Vision statement: Linking tau proteostasis with neuronal activity in frontotemporal dementia

Tauopathy is a prevalent and devastating neurodegenerative condition in the elderly. Tauopathies include Alzheimer’s disease (AD) and frontotemporal lobar degeneration with tau inclusions (FTLD-tau), a major subtype of FTLD characterized by changes in behavior, difficulty with language, and problems with body movement. Tauopathies are untreatable. A better understanding of their pathogenesis is urgently needed to develop novel treatments.

Tauopathy is characterized by the accumulation and spread of pathogenic forms, key features of imbalances in tau levels. Thus, how tau becomes imbalanced and the functional outcome of such an imbalance are at the core of tau pathogenesis. West cWOW scientists hypothesize that there is a connection between tau imbalance and neuronal dysfunction. Understanding this connection would shed new insights into mechanisms underlying tau pathogenesis.

The center’s researchers aim to address three fundamental questions:

  1. What causes tau to accumulate and spread in FTD?
    Accumulation of tau inside cells, as well as spreading between cells, are two interconnected key features of tau imbalance.

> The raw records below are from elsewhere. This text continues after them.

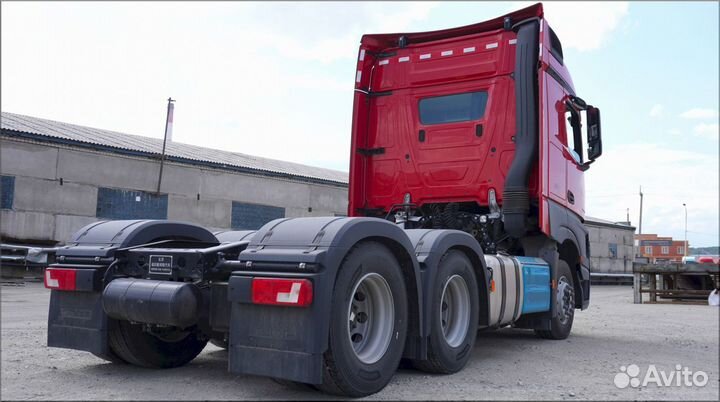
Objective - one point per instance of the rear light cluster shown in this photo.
(282, 292)
(60, 278)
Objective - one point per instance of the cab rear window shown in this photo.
(453, 108)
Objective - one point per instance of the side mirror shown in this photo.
(594, 139)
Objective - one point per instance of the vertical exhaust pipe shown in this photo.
(516, 199)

For tau accumulation, the scientists will address the role of tau mutations and tau fibrils using a combination of proteomic, transcriptomic, and hypothesis-driven approaches. For tau spread, they will systematically analyze the mechanisms underlying the following processes: release, uptake, and seeding (uptake that alters endogenous tau).

  2. How does imbalanced tau levels induce neuronal dysfunction in FTD?
    Although insoluble tau is often the hallmark of tauopathy, soluble tau (e.g. those that are improperly modified) could also be important in inducing neuronal dysfunction. The center will address the functional toxicity of both soluble tau and insoluble tau fibrils using a combination of traditional electrophysiology recordings and multi-electrode array for network activities.

  3. How does neuronal activity modulate tau imbalance in FTD?
    Both in vitro and in vivo studies showed that the release of tau is activity-dependent. The aberrant neuronal activity could serve as a feedback loop, further amplifying the tau imbalances in FTD. The scientists will test this hypothesis using innovative approaches that combine proteomic/transcriptome analyses with neuronal activity modulation.